Biz istedik, sizler desteğinizi verdiniz.

Biz elimizi uzattık, sizler samimiyetle tuttunuz.

Milliyetçi Hareket Partisi’ni mahcup etmediniz.

Milliyetçi Hareket Partisi’ni yarı yolda bırakmadınız.

Milliyetçi Hareket Partisi’ne sırtınızı dönmediniz.

Hepinize müteşekkirim, hepinizden Allah razı olsun diyorum.

Kastamonu bize güvendi, biz Kastamonu’ya inandık.

31 Mart’ta hasretimiz dindi, milli haysiyet direncini gösterdi.

Kastamonu demek tarih, kültür, milli duruş demektir.

Kastamonu demek cesaret, hamiyet, fedakarlık, vakur bir irade demektir.

31 Mart Mahalli İdareler Seçimlerinde Milliyetçi Hareket Partisi’ne destek veren, belediye başkan adaylarımızı sahiplenip emaneti teslim eden Kastamonulu kardeşlerime yürekten teşekkür ediyorum.

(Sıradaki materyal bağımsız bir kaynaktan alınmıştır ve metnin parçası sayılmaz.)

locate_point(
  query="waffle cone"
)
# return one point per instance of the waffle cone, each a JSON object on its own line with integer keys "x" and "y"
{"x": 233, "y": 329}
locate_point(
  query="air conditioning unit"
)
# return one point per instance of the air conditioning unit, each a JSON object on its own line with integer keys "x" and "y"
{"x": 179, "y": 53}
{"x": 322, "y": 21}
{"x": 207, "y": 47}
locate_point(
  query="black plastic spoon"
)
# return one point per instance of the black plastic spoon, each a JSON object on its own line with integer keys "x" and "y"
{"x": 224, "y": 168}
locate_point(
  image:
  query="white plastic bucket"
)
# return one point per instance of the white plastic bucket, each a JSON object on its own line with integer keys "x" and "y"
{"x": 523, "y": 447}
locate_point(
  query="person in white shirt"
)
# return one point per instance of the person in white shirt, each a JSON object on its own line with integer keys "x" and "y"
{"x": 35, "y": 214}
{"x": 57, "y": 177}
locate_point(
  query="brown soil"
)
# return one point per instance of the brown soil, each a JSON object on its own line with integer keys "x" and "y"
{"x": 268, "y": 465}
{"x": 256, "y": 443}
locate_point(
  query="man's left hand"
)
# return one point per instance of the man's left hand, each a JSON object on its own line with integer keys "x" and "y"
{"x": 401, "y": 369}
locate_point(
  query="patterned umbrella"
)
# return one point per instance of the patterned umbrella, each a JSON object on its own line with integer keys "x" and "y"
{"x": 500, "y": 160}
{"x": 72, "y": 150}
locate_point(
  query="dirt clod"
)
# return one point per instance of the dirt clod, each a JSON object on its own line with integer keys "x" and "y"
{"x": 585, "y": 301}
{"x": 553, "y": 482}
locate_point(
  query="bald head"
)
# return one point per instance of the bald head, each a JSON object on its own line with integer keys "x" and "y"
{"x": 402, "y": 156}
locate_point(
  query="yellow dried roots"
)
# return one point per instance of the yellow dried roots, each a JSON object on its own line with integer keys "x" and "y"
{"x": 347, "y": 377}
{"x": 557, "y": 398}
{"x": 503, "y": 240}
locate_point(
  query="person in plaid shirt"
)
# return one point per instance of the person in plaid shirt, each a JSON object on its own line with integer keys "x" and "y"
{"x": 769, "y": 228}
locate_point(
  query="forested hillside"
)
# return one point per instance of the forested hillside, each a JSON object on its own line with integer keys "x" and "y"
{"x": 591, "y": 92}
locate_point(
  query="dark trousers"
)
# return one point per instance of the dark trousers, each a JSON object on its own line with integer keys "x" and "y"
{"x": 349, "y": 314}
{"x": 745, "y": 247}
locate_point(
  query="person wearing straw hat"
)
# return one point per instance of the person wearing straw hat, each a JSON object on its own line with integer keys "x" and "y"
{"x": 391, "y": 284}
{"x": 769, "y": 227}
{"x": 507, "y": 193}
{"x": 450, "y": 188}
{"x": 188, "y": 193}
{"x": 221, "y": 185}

Kastamonu Belediye Başkanımız Sayın Rahmi Galip Vidinlioğlu’nu,

Ağlı Belediye Başkanımız Sayın Şahin Çolak’ı,

Çatalzeytin Belediye Başkanımız Sayın Ahmet Demir’i,

İhsangazi Belediye Başkanımız Sayın Hayati Sağlık’ı

Seydiler Belediye Başkanımız Sayın Mehmet Erdoğan’ı

Taşköprü Belediye Başkanımız Sayın Abdullah Çatal’ı,

Tosya Belediye Başkanımız Sayın Volkan Kavaklıgil’i gönülden tebrik ediyorum.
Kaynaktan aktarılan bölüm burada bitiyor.